Klugh: Is Mike Trout’s excellence boring?
From Justin Klugh at FanGraphs on March 4, 2020:
This week, we saw footage of Mike Trout being unkind to a golf ball. He sent it into near-earth orbit with ease as a crowd of cackling onlookers has the only reasonable reaction. If he were a superstar with superstar exposure, this would have been quite the branding opportunity for Topgolf. Instead, it became an opportunity for the baseball world to debate the greatness of his feat.
What did he really do, some asked. Anything more than what a skilled golfer could have done? And shouldn’t Mike Trout be able to do that? Why would we be surprised that he could? Enjoying something, even an 18-second clip of a dude whacking a ball, is passé, and on a more vibrant, upbeat planet, we would have absorbed the footage, whistled quietly, and moved onto the various other 18-second segments that would make up our day. Maybe it’s the well-earned cynicism of today’s baseball fan or the sea of writers looking for topics [waves aggressively at you], but that’s not how we do things anymore.
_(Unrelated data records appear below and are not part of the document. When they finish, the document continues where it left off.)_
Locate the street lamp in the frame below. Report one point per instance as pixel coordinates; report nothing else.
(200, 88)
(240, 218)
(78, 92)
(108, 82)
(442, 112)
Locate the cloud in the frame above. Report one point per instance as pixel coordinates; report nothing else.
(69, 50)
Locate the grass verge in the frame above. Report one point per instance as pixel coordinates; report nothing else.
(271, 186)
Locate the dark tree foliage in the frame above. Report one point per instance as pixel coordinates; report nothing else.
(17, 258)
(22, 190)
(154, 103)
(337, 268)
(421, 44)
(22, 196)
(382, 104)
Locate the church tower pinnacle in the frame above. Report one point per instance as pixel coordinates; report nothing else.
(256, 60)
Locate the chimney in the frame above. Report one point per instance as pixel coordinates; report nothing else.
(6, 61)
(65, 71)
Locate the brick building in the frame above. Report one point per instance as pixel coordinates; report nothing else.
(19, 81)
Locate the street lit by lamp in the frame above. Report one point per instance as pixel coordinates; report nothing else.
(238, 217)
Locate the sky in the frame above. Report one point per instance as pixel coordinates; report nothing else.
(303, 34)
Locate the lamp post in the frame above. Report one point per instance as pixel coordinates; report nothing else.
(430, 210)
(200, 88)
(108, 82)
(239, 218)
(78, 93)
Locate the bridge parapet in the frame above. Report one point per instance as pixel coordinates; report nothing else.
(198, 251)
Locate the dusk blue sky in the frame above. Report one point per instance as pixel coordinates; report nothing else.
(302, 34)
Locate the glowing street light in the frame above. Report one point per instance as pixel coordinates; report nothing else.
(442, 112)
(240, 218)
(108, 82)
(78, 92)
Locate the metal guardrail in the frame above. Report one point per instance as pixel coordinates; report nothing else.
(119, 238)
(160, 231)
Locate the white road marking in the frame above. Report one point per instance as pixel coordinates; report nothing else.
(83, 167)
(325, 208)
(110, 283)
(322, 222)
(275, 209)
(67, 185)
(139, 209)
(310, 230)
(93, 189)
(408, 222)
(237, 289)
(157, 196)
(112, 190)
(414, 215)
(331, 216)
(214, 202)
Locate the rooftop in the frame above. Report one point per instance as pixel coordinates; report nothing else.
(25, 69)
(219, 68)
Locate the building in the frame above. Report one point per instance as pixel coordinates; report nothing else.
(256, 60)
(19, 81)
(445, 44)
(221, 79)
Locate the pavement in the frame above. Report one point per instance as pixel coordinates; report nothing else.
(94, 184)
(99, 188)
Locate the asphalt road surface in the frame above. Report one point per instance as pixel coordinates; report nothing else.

Other players have wielded a golf club with lesser results. Vince Coleman once bashed Dwight Gooden in the shoulder blade while practicing his swing in the Mets clubhouse. Ted Williams agreed to and easily lost a driving contest with track star and golf champ Babe Didrikson Zaharias in 1948. Golf has met baseball on its own turf, too; Sam Snead whacked a drive over the 89-foot scoreboard from home plate at Wrigley Field in 1951 as part of an Opening Day celebration.